I am in a terrible quandary. The Reagan tax cut made its modest appearance in my paycheck last week, but even after poring over the administration's economic pronouncements, I am at a loss to decide how I can best use it to support the president's program.

Some administration spokesmen suggest, for example, that the tax cut will stimulate consumer demand, thereby encouraging business to invest and produce and bringing the economy out of recession. Under this theory, the best thing I can do with my tax cut is turn it over to my wife or my oldest son and thereby immediately translate it into consumer demand in the marketplace.

This vestigial Keynesianism is hotly contested by the supply-siders in the Treasury, however. For these true believers, the only route to economic recovery is through increasing saving, which will lower interest and induce businesses to invest regardless of market demand.

But this route has some practical difficulties. In our family, the best saver is our youngest son. But he refuses to deposit his savings in a bank, thus keeping it from eager investors. Worse, he frequently lends it--at exorbitant rates--to his mother, or his older brother, who immediately channel it into consumption, thereby frustrating the supply-side theory.

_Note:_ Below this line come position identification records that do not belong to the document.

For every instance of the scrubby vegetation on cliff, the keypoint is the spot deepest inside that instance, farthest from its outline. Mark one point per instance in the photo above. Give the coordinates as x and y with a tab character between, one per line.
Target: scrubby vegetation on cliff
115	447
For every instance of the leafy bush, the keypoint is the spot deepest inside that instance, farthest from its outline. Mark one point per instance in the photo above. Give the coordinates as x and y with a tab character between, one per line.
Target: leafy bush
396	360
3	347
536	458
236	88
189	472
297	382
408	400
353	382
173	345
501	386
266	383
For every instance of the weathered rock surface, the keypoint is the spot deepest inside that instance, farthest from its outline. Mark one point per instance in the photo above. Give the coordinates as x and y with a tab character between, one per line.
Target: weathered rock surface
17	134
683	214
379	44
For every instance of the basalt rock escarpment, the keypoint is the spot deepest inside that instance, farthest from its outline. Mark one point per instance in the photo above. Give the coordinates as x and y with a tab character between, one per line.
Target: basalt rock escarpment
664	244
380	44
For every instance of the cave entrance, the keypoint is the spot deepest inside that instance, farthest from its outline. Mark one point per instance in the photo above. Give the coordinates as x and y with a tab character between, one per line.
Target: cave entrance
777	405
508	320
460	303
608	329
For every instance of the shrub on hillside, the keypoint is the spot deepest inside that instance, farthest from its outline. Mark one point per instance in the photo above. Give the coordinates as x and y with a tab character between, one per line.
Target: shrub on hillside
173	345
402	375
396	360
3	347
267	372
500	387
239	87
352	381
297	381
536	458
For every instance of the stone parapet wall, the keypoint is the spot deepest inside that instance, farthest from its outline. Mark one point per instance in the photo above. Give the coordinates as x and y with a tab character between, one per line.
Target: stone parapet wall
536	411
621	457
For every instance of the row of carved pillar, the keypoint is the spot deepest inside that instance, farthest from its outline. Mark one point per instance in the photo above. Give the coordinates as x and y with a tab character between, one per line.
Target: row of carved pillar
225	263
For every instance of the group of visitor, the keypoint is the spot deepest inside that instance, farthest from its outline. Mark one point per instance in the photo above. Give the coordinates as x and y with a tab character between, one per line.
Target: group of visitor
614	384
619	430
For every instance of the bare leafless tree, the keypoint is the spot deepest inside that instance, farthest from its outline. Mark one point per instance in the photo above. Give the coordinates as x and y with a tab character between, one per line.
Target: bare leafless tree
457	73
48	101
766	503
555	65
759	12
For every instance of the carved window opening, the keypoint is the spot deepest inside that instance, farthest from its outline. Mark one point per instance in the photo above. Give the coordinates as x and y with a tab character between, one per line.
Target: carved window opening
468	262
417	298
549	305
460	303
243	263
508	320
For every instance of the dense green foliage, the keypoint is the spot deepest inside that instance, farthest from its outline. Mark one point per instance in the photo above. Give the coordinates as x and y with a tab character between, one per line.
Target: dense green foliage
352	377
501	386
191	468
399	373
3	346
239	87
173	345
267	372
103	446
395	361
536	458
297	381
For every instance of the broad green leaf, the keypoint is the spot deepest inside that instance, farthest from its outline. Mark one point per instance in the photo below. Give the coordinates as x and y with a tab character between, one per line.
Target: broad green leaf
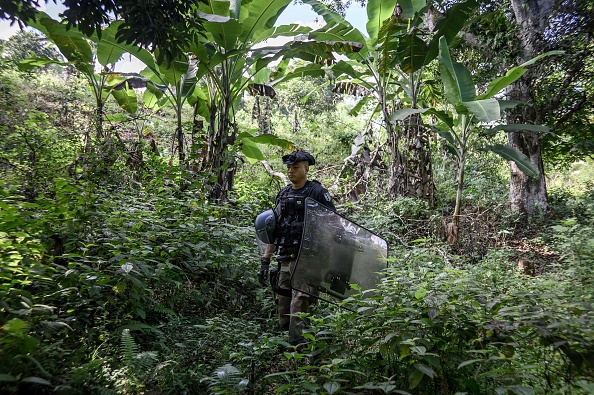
271	139
519	158
36	380
107	53
313	70
412	52
518	127
426	370
282	31
215	7
471	361
261	15
509	104
32	63
411	7
443	116
456	78
151	96
485	110
330	17
500	83
251	151
331	387
175	72
377	12
116	117
360	104
224	34
403	113
340	33
126	98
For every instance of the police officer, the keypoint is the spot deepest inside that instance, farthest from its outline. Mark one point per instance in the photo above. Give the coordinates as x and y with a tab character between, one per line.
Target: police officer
286	239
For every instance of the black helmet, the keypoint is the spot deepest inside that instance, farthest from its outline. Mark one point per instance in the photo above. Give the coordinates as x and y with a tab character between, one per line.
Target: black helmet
298	156
265	224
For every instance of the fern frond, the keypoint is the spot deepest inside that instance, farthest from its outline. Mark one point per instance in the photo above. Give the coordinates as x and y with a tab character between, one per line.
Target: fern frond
128	348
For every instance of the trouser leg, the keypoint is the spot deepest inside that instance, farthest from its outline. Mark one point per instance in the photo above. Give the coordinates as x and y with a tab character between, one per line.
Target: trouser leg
299	304
283	303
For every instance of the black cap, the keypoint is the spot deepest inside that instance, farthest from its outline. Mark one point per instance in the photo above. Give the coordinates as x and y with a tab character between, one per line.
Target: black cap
298	156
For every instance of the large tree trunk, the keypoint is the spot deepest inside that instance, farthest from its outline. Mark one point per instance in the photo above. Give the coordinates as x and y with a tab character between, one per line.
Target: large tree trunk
219	162
411	172
528	196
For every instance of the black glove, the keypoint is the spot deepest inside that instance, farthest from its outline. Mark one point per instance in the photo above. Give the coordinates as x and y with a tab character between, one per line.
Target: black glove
264	270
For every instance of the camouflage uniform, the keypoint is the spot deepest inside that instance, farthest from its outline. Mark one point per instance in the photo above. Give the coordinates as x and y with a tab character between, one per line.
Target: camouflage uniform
288	239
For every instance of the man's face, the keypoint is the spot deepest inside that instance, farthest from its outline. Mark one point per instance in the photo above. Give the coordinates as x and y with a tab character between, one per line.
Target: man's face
297	172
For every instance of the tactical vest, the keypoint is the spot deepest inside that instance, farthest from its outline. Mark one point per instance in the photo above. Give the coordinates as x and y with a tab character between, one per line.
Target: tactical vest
290	209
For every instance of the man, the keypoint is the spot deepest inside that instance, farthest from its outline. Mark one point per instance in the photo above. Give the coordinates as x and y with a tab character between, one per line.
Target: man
286	237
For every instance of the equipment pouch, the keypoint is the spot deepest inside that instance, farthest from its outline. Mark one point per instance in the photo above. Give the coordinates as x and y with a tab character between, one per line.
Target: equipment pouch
274	278
274	283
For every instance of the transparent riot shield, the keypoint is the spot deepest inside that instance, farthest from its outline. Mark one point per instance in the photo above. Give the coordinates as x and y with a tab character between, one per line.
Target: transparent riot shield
336	253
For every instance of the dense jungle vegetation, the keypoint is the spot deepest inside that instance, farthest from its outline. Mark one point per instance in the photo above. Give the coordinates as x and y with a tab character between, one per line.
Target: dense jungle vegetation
128	261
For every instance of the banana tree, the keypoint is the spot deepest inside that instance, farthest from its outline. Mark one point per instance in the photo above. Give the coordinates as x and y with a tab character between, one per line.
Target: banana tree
389	72
230	57
472	118
84	53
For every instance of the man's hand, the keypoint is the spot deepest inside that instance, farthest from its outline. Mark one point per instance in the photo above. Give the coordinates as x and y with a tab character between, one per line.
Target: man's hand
264	270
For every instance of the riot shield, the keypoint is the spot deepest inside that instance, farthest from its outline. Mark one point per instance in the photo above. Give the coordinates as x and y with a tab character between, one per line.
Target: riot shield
336	253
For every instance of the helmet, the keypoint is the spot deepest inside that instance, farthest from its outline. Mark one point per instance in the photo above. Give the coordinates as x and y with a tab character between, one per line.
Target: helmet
298	156
265	224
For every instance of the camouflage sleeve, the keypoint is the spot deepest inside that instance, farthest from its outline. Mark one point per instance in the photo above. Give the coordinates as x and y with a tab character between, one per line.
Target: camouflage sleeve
322	195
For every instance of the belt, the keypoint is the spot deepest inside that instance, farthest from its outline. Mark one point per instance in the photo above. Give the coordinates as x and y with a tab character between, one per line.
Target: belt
282	258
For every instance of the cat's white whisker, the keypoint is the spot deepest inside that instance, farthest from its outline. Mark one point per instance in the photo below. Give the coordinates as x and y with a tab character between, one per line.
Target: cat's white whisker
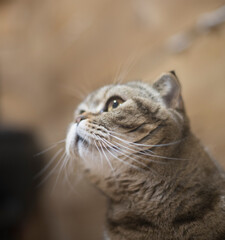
120	160
107	159
129	157
49	148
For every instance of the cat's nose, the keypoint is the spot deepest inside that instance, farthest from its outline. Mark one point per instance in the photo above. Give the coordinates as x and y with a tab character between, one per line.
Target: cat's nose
80	118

I could put the money into a bank myself, but I have no guarantee that the bank will not distribute it in credit to spendthrift holders of credit cards.

Complicating my decision further is the administration advice to the effect that the tax cut is part of a broader strategy to shift the burden of helping those in need from public to private hands. Government grants, in this view, have discouraged private giving. The budget cuts, by reducing these grants and increasing the need for private charity, thus work hand in hand with the tax cuts, which make more private resources available to take up the slack. According to this thinking, the best way to support the president may not be to spend my tax cut, or to save it, but to give it away.

Even here, however, complications arise. Charitable contributions are tax-deductible. If I increase my charitable contributions, my taxes will go down. However, if my taxes go down, the president will not be able to afford our defense buildup. Worse still, he might be forced to accept a higher deficit But if the deficit grows, more pressure will be put on the credit markets, interest rates will increase and the economy will sag further--necessitating additional tax cuts.

I am eager to do my bit to help make the president's program work. But it would help if he and his advisers provided better clues about which programs they would like me to work on.